This is the source code for NVPhTM, published in Euro-Par 2020.
You will need a processor with TSX (RTM) support to run the system. NVPhTM uses a phase-based TM, particularly PhTM*. The software module is based on NOrec and the durable HTM on NV-HTM.
Build the memory allocator binaries:
cd allocators
./gen-allocators.sh
cd ..
Then you need to build the TM libraries and compile the STAMP applications. There is a script to automate the whole process. Just issue:
./scripts/compile -b 'seq_nvm nvphtm_pstm nvm_rtm pstm' -s 'genome intruder kmeans labyrinth ssca2 vacation yada' -P HTM_STATUS_PROFILING -P TIME_MODE_PROFILING
The options after the flag -b are the TM systems:
- seq_nvm - sequential persistent version without concurrency control
- nvphtm_pstm - this is NVPhTM
- nvm_rtm - persistent HTM (based on NV-HTM)
- pstm - persistent STM (based on NOrec)
The flag -s specifies which STAMP applications should be compiled. Flag -P
turns on some statistics collection.
There is another script to execute the applications. Just type:
./scripts/execute -t 1 -n 5 -M ibmtcmalloc -b 'seq_nvm' -s 'genome intruder kmeans labyrinth ssca2 vacation yada'
It will execute the applications specified after -s using the system after
-b, in this case the sequential version. Flag -M specifies the memory
allocator and -n how many times each experiment should be repeated (in this
example, 5).

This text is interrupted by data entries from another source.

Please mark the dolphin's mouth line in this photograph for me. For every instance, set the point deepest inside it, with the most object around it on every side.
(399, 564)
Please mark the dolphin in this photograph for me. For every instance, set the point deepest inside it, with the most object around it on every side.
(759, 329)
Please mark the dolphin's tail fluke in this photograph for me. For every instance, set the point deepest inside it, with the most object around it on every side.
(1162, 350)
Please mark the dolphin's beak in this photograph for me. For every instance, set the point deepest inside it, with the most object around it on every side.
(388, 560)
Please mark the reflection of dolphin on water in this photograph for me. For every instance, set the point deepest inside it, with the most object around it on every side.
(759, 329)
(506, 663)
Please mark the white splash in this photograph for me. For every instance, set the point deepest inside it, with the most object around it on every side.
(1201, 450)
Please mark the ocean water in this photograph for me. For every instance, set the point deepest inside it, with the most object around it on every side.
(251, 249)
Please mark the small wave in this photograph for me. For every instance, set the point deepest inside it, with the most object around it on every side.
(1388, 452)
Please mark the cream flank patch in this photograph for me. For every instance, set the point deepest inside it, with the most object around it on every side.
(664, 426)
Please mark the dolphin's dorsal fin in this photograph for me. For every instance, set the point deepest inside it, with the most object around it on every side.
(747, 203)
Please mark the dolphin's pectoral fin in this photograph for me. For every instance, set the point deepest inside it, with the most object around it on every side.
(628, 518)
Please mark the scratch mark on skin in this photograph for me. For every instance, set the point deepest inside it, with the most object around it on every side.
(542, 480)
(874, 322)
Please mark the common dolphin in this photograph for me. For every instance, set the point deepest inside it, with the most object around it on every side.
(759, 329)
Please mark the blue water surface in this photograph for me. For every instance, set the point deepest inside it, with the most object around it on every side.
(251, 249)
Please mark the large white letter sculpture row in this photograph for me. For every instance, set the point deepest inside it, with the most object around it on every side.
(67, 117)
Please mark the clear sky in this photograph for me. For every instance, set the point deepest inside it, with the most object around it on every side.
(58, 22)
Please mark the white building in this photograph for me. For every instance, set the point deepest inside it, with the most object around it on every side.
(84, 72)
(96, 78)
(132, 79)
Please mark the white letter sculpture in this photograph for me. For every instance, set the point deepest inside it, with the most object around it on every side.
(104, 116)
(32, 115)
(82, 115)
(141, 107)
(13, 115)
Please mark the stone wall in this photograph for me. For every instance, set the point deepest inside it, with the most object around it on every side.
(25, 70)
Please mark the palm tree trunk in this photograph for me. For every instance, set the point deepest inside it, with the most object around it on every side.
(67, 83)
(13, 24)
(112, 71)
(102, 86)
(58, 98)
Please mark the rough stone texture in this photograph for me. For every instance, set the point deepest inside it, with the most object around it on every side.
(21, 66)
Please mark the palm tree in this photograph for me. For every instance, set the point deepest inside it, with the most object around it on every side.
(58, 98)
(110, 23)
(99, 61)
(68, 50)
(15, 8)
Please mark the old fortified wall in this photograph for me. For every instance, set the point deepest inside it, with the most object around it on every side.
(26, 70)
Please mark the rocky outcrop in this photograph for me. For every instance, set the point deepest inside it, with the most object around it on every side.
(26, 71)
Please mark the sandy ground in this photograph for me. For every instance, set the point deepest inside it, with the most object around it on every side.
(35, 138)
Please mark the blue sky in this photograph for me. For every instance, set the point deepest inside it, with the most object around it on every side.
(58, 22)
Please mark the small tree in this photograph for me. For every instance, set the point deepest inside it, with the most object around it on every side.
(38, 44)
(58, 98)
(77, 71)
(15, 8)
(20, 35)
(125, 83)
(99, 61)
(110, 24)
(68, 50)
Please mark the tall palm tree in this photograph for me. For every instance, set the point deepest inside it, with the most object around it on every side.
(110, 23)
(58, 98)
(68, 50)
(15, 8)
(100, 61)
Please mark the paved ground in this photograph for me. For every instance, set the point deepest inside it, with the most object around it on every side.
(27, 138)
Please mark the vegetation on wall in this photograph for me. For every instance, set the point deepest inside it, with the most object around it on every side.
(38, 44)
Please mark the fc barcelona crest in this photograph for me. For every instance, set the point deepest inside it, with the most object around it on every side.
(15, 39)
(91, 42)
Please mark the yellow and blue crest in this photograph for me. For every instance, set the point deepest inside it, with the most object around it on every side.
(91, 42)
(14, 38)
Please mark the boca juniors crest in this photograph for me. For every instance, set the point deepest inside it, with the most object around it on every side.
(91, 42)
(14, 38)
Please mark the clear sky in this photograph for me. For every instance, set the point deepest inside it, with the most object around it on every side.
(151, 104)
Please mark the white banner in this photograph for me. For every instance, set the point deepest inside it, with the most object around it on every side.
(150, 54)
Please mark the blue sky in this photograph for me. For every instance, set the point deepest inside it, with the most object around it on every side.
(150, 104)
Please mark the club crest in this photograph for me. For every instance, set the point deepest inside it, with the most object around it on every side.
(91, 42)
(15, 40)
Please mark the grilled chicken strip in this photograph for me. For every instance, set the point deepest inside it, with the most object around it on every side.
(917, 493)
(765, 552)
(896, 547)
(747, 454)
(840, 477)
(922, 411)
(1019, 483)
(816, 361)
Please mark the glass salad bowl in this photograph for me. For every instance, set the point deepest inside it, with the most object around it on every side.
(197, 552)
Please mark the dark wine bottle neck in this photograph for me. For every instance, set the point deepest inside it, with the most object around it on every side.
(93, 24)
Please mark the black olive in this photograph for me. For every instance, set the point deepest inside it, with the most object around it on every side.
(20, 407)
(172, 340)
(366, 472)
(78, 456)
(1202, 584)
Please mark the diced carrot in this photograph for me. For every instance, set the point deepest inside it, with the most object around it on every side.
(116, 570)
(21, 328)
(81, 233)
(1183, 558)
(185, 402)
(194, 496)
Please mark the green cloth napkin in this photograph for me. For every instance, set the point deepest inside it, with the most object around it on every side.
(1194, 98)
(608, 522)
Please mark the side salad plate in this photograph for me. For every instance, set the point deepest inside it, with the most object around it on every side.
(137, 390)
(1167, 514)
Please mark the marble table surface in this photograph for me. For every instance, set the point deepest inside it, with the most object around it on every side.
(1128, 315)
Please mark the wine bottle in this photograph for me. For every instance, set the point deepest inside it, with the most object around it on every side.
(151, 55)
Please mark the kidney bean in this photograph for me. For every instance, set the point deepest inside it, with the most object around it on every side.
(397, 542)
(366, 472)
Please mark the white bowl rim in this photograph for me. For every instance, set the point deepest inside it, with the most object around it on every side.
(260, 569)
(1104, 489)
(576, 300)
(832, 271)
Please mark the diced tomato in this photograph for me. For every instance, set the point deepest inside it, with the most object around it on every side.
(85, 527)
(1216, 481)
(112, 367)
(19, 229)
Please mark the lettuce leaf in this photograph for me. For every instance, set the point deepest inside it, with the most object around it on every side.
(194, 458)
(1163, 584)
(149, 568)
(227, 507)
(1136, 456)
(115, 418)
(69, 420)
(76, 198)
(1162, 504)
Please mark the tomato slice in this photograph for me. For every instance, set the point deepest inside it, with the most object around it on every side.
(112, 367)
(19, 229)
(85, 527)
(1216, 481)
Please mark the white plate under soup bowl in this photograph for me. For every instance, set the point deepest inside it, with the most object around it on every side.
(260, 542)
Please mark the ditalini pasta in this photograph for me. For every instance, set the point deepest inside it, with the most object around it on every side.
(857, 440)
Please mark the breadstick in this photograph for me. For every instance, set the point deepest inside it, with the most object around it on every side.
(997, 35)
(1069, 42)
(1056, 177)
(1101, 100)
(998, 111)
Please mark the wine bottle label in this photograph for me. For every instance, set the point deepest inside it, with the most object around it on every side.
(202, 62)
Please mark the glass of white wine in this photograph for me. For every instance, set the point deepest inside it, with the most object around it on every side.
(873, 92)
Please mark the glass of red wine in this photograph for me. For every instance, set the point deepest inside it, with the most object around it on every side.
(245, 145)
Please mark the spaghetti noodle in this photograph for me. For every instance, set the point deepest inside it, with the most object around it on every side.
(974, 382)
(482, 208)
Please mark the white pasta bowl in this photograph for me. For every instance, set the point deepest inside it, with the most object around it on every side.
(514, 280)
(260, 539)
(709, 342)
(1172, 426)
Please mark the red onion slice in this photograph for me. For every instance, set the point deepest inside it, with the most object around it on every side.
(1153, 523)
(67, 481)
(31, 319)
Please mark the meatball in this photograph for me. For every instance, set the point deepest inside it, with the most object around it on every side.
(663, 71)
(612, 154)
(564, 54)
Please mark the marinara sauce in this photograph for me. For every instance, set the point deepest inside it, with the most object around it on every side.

Finally, the flag -t specifies how many threads should be used
(1 here, because it is the sequential version).
After the script is over, you will notice a new directory named
results-[day-time]. Inside this directory there will be a summary of the executions
and in the subfolder logs you will find the output for each experiment executed.
To plot the graphs, take a look at 'plot-table.py' and change the variables pointed out in the file to reflect your settings.